Saturday, February 02, 2008

The Day the Music Died and Affected Country Music

Category: Memorial

But something touched me deep inside
The day the music died

-- Don McLean, "American Pie"

February 3, 1959 is still regarded, 49 years after the fact, as one of the darkest days in the history of rock and roll. Three stars, 17-year-old Ritchie Valens, 22-year-old Buddy Holly, and 28-year-old J.P. "Big Bopper" Richardson, perished in a plane crash en route to the next stop on their "Winter Dance Party" tour. What many people don't talk about is what a loss to country music occurred that fateful early morning near Mason City, Iowa.



Jiles Perry Richardson was a disc jockey and a songwriter. He wrote a number of songs that have become staples in country music, chief among them, "White Lightnin'." J.P. Richardson and George Jones were very good friends. Jones played guitar and sang background vocals (along with Richardson) on Johnny Preston's only #1 hit, "Running Bear" (which Richardson wrote). Ten years after Preston's version was a pop hit, Sonny James made a #1 country hit out of the song.

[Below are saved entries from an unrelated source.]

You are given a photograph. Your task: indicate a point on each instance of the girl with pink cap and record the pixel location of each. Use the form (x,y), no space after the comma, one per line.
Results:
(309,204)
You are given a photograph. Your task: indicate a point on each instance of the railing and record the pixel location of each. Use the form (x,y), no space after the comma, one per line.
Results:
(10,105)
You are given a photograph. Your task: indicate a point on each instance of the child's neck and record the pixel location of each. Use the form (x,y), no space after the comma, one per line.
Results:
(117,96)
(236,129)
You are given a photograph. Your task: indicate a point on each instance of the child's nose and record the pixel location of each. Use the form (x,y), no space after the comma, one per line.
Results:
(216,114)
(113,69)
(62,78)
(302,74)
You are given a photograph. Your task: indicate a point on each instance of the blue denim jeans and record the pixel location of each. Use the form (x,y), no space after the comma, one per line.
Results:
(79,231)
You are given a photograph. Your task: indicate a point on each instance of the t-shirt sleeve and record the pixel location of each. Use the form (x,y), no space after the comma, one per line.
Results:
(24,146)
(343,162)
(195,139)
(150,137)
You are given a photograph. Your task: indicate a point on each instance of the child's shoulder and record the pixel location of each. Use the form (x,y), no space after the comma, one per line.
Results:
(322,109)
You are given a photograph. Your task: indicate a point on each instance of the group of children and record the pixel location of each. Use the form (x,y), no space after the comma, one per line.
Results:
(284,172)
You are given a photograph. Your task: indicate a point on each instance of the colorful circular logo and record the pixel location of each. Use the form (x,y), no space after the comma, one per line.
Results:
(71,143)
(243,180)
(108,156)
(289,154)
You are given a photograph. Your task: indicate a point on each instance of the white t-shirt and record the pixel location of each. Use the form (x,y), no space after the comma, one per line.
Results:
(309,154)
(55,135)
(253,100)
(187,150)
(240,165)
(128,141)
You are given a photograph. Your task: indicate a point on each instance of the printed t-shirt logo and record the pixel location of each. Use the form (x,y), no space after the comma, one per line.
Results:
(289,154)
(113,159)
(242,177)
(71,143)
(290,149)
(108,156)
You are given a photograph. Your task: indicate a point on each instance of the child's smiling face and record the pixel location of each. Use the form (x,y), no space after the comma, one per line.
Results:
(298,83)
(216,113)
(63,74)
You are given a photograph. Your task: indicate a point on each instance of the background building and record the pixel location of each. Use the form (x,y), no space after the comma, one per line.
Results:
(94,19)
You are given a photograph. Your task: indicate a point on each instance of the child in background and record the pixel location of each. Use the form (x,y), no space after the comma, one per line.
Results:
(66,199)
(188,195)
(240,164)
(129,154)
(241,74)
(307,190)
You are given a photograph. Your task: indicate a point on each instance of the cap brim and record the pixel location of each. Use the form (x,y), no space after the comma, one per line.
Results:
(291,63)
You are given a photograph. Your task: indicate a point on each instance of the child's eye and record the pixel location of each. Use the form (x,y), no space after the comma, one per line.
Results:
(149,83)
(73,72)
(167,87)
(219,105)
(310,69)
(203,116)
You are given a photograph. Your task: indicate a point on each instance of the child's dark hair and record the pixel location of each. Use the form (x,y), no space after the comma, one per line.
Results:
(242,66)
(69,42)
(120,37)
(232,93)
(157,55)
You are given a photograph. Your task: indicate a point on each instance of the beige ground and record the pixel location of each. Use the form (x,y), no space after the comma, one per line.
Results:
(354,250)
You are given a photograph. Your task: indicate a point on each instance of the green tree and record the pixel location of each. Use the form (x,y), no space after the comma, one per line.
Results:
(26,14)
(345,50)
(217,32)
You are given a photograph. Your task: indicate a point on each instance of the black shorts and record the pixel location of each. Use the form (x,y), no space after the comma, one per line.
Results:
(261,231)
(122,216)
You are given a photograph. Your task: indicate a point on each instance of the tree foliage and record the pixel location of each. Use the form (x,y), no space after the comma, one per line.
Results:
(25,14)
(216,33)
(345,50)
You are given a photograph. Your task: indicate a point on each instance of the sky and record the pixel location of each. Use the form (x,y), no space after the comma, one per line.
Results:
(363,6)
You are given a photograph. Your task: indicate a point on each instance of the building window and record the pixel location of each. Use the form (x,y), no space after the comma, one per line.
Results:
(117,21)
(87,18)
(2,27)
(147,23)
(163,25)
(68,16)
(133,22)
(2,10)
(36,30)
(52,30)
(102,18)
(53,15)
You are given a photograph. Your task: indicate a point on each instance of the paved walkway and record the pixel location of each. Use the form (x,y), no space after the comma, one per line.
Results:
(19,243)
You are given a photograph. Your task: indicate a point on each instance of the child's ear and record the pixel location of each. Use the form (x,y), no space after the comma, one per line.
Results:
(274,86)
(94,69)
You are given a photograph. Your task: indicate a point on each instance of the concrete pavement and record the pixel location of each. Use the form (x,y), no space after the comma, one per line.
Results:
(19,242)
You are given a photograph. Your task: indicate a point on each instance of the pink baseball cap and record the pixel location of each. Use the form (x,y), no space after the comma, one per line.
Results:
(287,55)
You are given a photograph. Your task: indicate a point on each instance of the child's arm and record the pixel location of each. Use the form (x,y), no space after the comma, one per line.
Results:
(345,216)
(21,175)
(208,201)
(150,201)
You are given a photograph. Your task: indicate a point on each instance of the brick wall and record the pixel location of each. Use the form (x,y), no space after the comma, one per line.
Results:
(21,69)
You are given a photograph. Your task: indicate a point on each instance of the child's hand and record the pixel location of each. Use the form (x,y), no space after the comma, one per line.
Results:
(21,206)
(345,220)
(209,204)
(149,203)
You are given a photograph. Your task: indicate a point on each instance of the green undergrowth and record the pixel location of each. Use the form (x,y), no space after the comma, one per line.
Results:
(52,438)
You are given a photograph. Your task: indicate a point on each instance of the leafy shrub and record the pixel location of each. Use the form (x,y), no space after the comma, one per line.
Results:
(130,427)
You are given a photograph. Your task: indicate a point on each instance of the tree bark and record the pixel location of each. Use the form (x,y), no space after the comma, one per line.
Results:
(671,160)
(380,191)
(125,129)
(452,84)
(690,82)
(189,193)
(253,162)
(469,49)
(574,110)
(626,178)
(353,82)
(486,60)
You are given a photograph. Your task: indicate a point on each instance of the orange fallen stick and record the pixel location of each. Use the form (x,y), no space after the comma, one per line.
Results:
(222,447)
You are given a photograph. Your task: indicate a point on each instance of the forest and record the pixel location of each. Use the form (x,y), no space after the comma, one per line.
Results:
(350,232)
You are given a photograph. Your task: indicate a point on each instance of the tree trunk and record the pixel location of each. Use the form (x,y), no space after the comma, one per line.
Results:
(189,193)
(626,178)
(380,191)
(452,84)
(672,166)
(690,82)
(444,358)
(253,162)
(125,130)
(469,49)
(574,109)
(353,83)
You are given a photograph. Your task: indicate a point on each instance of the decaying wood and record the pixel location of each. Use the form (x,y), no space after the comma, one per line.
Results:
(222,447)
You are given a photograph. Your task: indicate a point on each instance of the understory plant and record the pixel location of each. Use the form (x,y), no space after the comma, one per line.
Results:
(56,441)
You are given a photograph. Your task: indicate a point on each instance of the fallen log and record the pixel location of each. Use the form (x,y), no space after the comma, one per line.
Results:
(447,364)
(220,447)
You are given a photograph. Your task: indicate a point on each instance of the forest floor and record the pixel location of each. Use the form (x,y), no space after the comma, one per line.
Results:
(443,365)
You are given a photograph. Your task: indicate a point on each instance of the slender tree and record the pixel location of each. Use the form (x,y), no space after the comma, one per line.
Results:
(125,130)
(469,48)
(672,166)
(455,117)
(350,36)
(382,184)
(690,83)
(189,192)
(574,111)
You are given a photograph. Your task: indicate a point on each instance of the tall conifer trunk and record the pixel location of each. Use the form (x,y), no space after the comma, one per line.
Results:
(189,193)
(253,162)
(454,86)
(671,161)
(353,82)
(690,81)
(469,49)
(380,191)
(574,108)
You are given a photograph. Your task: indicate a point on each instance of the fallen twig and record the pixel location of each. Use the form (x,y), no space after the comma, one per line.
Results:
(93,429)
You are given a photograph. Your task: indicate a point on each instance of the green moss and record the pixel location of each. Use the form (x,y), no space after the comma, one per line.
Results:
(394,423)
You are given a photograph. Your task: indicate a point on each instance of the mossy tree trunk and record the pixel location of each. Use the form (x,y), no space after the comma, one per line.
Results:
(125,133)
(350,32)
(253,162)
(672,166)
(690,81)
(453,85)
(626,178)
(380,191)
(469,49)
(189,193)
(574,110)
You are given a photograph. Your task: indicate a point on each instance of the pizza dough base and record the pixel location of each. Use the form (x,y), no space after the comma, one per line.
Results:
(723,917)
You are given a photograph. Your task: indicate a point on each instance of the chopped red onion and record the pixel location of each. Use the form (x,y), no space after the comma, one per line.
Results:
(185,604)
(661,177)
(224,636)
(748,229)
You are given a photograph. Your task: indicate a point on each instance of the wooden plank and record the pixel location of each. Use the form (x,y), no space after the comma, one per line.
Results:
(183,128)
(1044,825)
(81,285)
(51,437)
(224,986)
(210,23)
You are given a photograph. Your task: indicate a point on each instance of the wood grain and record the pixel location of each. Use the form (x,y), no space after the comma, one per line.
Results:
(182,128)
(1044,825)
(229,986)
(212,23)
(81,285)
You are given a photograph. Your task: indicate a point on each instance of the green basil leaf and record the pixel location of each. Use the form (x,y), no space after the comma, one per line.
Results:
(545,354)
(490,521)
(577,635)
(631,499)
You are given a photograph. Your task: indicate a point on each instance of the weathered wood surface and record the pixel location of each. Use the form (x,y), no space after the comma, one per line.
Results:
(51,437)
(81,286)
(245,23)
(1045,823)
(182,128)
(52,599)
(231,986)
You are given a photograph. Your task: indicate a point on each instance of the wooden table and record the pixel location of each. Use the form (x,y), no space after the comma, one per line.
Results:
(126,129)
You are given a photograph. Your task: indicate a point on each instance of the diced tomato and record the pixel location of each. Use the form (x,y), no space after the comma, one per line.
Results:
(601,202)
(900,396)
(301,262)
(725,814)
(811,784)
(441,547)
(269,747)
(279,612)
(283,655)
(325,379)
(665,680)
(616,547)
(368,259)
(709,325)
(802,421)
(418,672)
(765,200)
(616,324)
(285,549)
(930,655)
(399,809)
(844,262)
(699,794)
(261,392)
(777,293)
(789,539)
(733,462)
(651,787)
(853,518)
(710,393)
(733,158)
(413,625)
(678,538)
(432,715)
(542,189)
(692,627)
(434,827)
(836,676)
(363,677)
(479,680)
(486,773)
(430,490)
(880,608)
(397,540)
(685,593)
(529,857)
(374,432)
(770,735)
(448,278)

Richardson may be dismissed as a novelty songwriter because of songs like "Running Bear," "White Lightnin'," and his own hit as "The Big Bopper" (the song that put him on the ill-fated tour), "Chantilly Lace." That's a gross misrepresentation of the man's talents. Only 28 when he died, he left a treasure trove of songs he had written. He also wrote Jones' song "The Treasure of Love" and Hank Snow's beautiful ballad, "Beggar to a King."

It is unfair to refer to "the day the music died" as a "rock and roll" tragedy, for country music lost an important songwriter as well. Indeed, all of music suffered that day.